My pace slowed and I looked behind myself for the first time since I had left the house. I could not help but smile a little. Right now I could imagine Chiyo embarking on her journey to meet me. We would embrace in such a way that we would never let go again, even if we had too. I could imagine her soft dark hair and her pale eyes looking at me and I would wipe away her tears, we would clench each other’s hands and we would run. Run into the direction of the sheep. Home. My father would rush out the door, hold us and tell us that mother was going to be alright, then she would join us and we would hold each other forever and never let go. If only life wasn’t left up to fate.

I saw the Minsmiza Theatre, but I saw no Chiyo. It was only five to the hour, and I knew she wasn’t very punctual. I could almost hear the laughing and see the smiling of the people inside the theatre, who looked at the amazing costumes and watched the remarkable dances being performed.

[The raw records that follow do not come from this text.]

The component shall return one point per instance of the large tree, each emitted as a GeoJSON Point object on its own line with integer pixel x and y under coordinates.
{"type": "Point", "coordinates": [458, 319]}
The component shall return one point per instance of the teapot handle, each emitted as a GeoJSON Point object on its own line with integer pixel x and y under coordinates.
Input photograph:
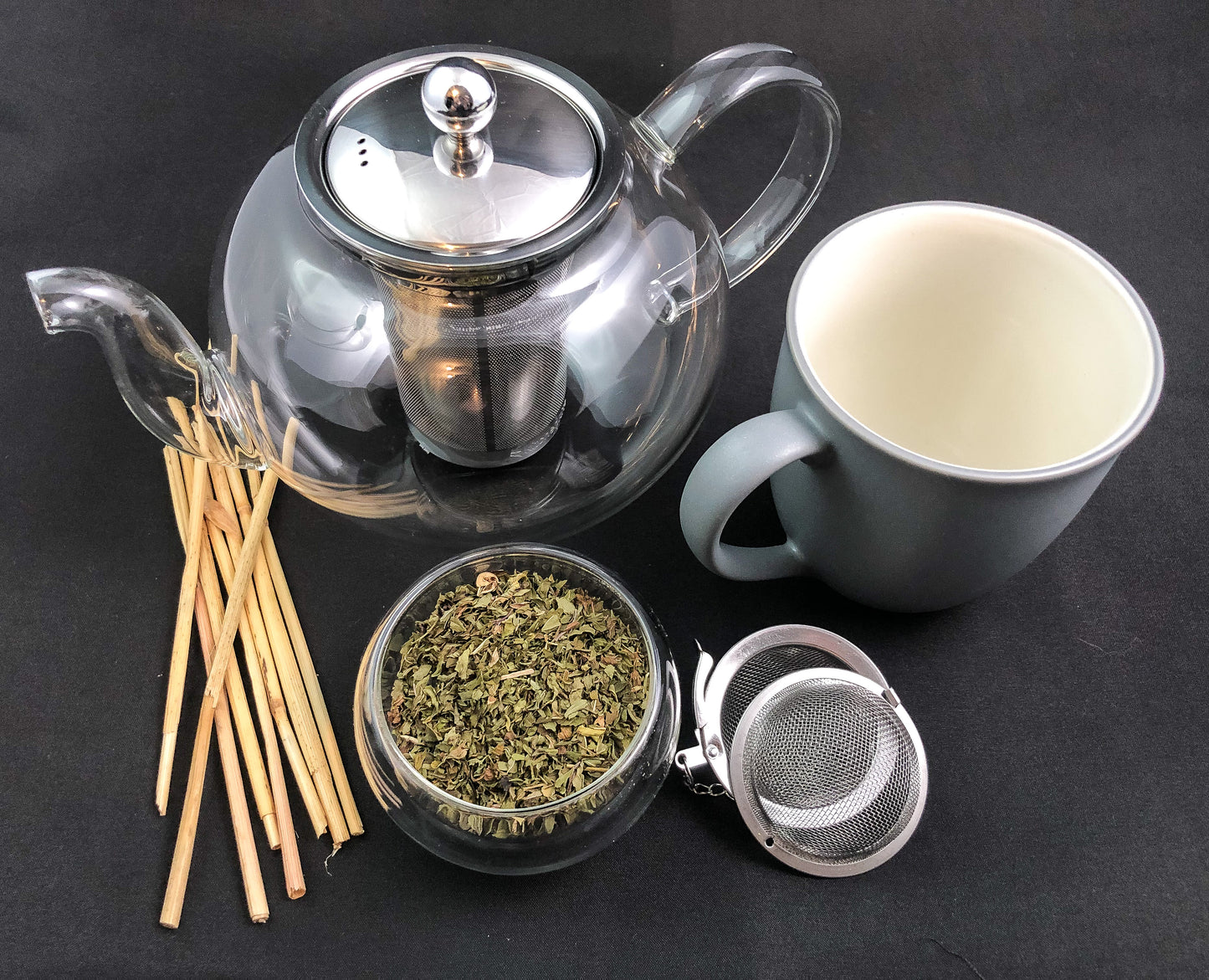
{"type": "Point", "coordinates": [698, 97]}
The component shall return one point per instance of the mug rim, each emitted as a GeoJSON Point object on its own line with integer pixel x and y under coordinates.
{"type": "Point", "coordinates": [1073, 464]}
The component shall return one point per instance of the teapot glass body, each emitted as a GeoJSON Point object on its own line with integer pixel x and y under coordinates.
{"type": "Point", "coordinates": [532, 384]}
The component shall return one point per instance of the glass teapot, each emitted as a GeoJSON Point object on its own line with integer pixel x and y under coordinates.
{"type": "Point", "coordinates": [472, 298]}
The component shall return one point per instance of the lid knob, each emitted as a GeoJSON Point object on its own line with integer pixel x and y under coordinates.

I felt as if there was a spotlight on me. One or two people walked past me in silence turning their head my way and I stared back searching for Chiyo. The time seemed to go so slowly when one was waiting for something and I took it in my interest to find something to occupy my time with. I threw a stick in the water and gazed at it for as far down the river as I could see. A bird flew into the scene and grabbed my stick between its beak. Probably to build a nest for its family it was returning to. The stick’s journey had ended almost as suddenly as it had started, it would go no further in the direction of the sheep.

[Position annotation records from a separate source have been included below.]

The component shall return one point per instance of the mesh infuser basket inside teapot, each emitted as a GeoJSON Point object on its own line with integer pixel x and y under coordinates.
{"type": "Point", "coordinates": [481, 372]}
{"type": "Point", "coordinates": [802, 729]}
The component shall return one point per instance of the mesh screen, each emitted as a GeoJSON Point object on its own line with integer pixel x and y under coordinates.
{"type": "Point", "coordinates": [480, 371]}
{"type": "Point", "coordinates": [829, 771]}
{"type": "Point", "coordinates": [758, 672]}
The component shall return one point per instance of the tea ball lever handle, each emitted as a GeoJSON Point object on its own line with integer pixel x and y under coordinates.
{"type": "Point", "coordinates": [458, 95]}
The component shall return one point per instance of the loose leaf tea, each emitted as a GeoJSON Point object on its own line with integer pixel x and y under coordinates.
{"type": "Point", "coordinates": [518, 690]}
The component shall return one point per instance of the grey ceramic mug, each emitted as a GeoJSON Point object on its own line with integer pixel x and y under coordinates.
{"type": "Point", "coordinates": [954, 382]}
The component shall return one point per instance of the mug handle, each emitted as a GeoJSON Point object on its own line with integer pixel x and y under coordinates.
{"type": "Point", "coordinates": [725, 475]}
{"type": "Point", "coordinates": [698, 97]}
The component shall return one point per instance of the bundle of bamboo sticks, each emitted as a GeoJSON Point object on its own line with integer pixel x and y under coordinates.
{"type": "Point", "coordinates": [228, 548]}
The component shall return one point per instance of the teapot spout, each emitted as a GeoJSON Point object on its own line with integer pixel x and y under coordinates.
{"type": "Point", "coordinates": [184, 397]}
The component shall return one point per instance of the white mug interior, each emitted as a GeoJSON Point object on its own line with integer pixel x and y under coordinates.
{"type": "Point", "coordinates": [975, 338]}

I stood by the river and looked into its deep, dark, unknowing waters. I would never know what was in there, how deep it was or where it was going even. All I knew was that it was there now and then the water ran away and it was gone. The curves of the river bed deciding the way for the water to flow and where it should go. Even if I threw a stick in and interrupted the river with something unexpected it could deal with it. It had guidelines that lead it on its way, and I knew I had none. I was alone and no one was there to push me back onto the right track or stop me from going off in the wrong direction. I was alone and Chiyo wasn’t coming. I was alone and I ran.